Il primo romanzo di una trilogia già pubblicata negli USA, per cui spero non ci sia da aspettare troppo per i successivi volumi. Dico questo perchè l'impressione che ho avuto da questo prima parte della storia è molto positiva, ed aspetto quindi con piacere il seguito.
Ci sono alcune ingenuità in questo romanzo, situazioni risolte troppo semplicisticamente, descrizioni protratte un poco troppo a lungo, ma c'è anche e sopratutto una grande inventiva, un mondo molto strano che però appare molto vero o perlomeno verosimile, e dei personaggi ben caratterizzati, pieni di tutte le sfacettature che li rendono tridimensionali e vivi. Bisogna poi tener anche conto che si tratta quasi di un'opera di esordio, perchè prima di questa triologia Sanderson aveva pubblicato solo un altro romanzo di fantasy.
Un pregio iniziale di questa storia è che non contiene elfi, gnomi e l'inevitabile mago sapiente, e se anche si combatte con spade e pugnali, una particolare capacità che hanno alcune persone di sfruttare piccole quantità di metalli in modo molto originale, l'allomanzia, rende queste armi non tanto definitive. La storia è complessa, e se anche questo primo volume arriva ad una fine logica, rimane sicuramente molto da chiarire su diversi aspetti, molti particolari di questo strano mondo sono stati solo presentati, ma ancora rimangono sconosciute le loro interconnessioni, per cui mi aspetto ancora molto altro divertimento dai due volumi seguenti.

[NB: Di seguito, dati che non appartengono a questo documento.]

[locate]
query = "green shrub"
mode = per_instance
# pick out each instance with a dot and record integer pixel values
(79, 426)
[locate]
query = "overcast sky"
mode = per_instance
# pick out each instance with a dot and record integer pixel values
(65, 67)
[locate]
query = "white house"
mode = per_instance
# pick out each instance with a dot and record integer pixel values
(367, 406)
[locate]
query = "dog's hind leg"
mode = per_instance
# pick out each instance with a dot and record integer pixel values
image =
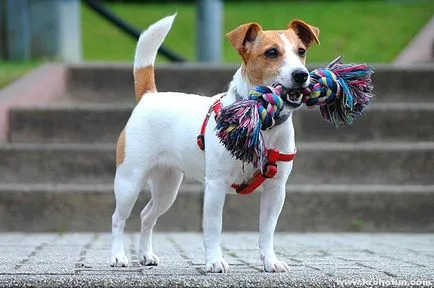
(127, 185)
(165, 183)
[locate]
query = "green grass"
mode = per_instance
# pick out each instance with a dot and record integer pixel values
(10, 71)
(362, 31)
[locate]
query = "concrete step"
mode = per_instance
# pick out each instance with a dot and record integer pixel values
(109, 83)
(313, 208)
(316, 163)
(89, 123)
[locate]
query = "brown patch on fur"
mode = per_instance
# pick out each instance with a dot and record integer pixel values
(144, 81)
(120, 148)
(307, 33)
(251, 42)
(258, 67)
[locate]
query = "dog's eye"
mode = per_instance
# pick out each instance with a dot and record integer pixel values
(301, 52)
(271, 53)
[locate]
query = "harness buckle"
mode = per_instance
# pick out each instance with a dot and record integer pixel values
(201, 142)
(273, 155)
(270, 169)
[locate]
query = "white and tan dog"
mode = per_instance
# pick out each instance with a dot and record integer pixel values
(158, 144)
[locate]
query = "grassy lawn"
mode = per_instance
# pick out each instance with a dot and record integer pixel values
(362, 31)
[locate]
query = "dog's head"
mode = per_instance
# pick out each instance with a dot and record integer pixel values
(276, 56)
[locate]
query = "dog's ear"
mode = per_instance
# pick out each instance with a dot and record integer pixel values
(307, 33)
(243, 36)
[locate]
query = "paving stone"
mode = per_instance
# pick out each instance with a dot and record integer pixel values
(315, 260)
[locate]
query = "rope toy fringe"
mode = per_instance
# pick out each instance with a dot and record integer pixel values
(341, 91)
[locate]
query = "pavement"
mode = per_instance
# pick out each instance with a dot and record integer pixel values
(315, 260)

Se poi Sanderson avrà acquisito anche più maturità nel gestire il racconto, decidendo alla fine che non stava scrivendo un libro per ragazzi, si potrebbe scoprire un nuovo maestro della fantasy adulta.

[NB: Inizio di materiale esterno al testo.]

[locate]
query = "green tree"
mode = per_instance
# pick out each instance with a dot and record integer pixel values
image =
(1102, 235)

La mia speranza è che l'intera trilogia possa diventare uno dei miei consigli di lettura mensili, ma ne parlo qui per invogliare l'occasionale lettore di queste pagine ad affrontarne l'acquisto o perlomeno la lettura, perchè già questo primo romanzo ne vale la pena e si pone molto al di sopra della spazzatura che purtroppo riempie gli scaffali delle librerie dedicati al fantasy.